100 years ago in Eastern Washington: A quarry accident in Elk may have blinded two workers
Rock blasting was a perilous job, as two Spokane men found out while working in a quarry near Elk.
Edward Carson and Frank Bilford placed a charge of black powder in a hole drilled into a stone. Yet it was close to quitting time, so they decided to leave it until the next day.
When they arrived the next morning, they tried to set it off, but it would not ignite. So they decided to place a second charge.
While inserting the second charge into the hole, the first charge suddenly exploded, “throwing both men several yards and filling their faces with small bits of rock and dirt.”
By the time help reached them, “the were practically unable to say a word.”
A local doctor loaded them in his own car and drove them at full speed to Deaconess Hospital.
Their faces were badly lacerated, and doctors feared that the eyesight of both men had been permanently destroyed.

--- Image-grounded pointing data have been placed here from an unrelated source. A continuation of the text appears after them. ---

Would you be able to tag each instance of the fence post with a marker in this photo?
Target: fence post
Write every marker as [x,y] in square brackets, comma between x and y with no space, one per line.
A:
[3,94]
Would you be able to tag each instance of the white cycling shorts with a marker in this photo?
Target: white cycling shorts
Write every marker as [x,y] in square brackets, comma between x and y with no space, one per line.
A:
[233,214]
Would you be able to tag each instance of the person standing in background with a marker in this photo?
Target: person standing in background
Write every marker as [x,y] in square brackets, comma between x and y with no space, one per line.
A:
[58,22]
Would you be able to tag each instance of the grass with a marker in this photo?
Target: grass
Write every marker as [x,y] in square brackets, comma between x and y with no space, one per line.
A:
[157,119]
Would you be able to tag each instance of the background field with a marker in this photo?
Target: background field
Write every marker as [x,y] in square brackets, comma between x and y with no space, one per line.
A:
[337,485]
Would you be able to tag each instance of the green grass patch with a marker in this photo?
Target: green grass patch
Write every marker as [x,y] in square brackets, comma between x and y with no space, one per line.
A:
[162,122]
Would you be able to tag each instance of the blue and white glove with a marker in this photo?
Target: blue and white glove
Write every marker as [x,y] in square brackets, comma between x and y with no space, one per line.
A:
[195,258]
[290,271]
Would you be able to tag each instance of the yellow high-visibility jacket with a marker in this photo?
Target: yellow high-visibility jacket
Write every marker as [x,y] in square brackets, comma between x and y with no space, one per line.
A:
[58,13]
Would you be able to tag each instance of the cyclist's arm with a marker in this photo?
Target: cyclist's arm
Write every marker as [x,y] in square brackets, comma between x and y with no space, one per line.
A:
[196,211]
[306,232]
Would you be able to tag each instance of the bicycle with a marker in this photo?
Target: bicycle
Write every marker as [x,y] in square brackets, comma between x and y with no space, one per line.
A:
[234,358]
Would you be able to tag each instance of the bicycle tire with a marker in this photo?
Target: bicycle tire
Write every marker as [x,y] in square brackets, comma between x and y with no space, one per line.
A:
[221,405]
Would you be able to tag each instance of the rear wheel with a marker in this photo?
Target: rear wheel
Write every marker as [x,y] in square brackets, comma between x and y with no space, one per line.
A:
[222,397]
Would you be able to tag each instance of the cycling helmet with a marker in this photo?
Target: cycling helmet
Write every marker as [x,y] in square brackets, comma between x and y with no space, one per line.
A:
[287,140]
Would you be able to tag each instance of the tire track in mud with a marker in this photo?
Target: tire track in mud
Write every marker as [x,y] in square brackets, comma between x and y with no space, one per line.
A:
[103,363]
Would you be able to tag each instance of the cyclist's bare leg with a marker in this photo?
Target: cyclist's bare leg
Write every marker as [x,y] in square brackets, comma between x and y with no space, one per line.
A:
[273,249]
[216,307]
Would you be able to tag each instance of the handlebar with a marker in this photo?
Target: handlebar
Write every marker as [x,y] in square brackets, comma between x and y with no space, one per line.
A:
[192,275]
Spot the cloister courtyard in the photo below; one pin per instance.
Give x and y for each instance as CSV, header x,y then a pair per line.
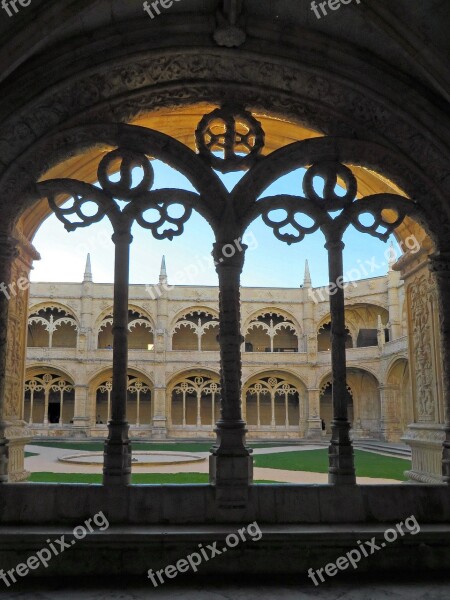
x,y
187,462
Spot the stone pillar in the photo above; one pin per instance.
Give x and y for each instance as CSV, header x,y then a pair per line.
x,y
394,305
314,431
81,416
342,469
429,435
117,454
16,258
162,345
440,266
231,465
390,428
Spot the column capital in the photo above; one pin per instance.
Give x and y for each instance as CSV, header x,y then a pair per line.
x,y
8,246
229,255
440,263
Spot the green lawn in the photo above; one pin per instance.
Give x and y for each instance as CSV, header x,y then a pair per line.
x,y
154,478
175,447
367,464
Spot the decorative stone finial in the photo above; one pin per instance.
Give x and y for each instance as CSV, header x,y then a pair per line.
x,y
229,32
163,271
307,277
88,270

From the mermaid beat: The Spokane Daily Chronicle announced that every contestant in its “mermaid contest” (bathing beauty contest) would be featured in a movie film.
Pathe Weekly, a newsreel company, “will film the girls during the afternoon and will send the film over the country as part of its news and story service.”
“We are anxious to get some good scenes of the surf-board riding, the swimmers and divers in action, and of the mermaids during the judging,” the Pathe cinematographer said.
The question of how anybody could go “surf-board riding” on Liberty Lake was left unaddressed.